Ut Video Codec
Recently, I've been using the Ut Video codec, which is a much more recent and actively-developed project, as a lossless intermediate to solve some compatibility problems between older versions of Premiere CS and four-channel audio files produced by Atomos recorders (the bug, I should point out, is Adobe's). Developed by Takeshi Umezawa, Ut Video emerged in 2008 and probably isn't as widely known as Ben Roudiak-Gould's earlier HuffYUV project. However, Ut Video does support truly lossless encoding in both YUV and RGB formats with various colour subsampling.
It does, however, lack support for anything other than 8 bits per channel, and as such Ut Video it is not ready to be put into use as either an intermediate or acquisition codec for high end work. In this brave new world of 8-bit cameras it is still not without application, although 10-bit support, and more, would obviously be great. Windows users can install it and have all applications which are aware of the Video for Windows codec management system become Ut Video-aware (strictly speaking it is a VCM codec, or rather a collection of them targeting different pixel formats). It is already supported internally by the free encoding tool ffmpeg, although VLC Media Player has yet to implement Ut Video for playback. Mitigating this is the fact that even modern versions of Windows Media Player are perfectly happy with VCM codecs and will handle Ut Video AVIs without modification.
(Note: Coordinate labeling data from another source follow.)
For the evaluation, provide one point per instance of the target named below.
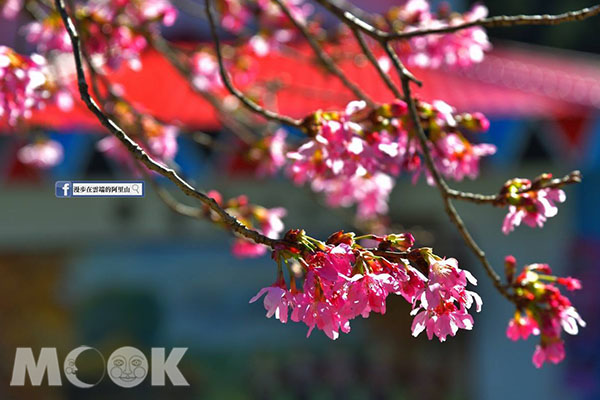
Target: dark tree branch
(250, 104)
(493, 22)
(325, 59)
(503, 21)
(371, 57)
(232, 223)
Compatibility and Image Quality
To return to our original concerns over both compatibility and image quality, it's not yet obvious that this sort of codec technology is the answer; in the first place, whether there will ever be a need for uncompressed codecs before solid state storage becomes big enough to accommodate uncompressed footage is uncertain. If there is, this solution is still difficult not because it's hard to generate a codec that would be suitable for use as a standard, but because it's difficult to get people to use standards. In the case of proprietary mezzanine codecs, there's a motivation to pursue vendor lock-in, and in general the issue of patent protection has been putting nontechnical limitations on new codecs for some time. The commercial imperative is an increasing problem in acquisition, where the explosive proliferation of flash card formats and file formats to go on them is something that will doubtless be looked back upon with horror by future generations. The increasing capability to quickly develop and deploy new technologies as largely software- or firmware-based entities since the early 90s has allowed the problem to grow enormously, and there's no sign of this easing in the near future.
So if there's a conclusion to draw here, it is that the problem with achieving good image quality on inexpensive equipment with easy workflows is not, and has not been for some time, much to do with technology.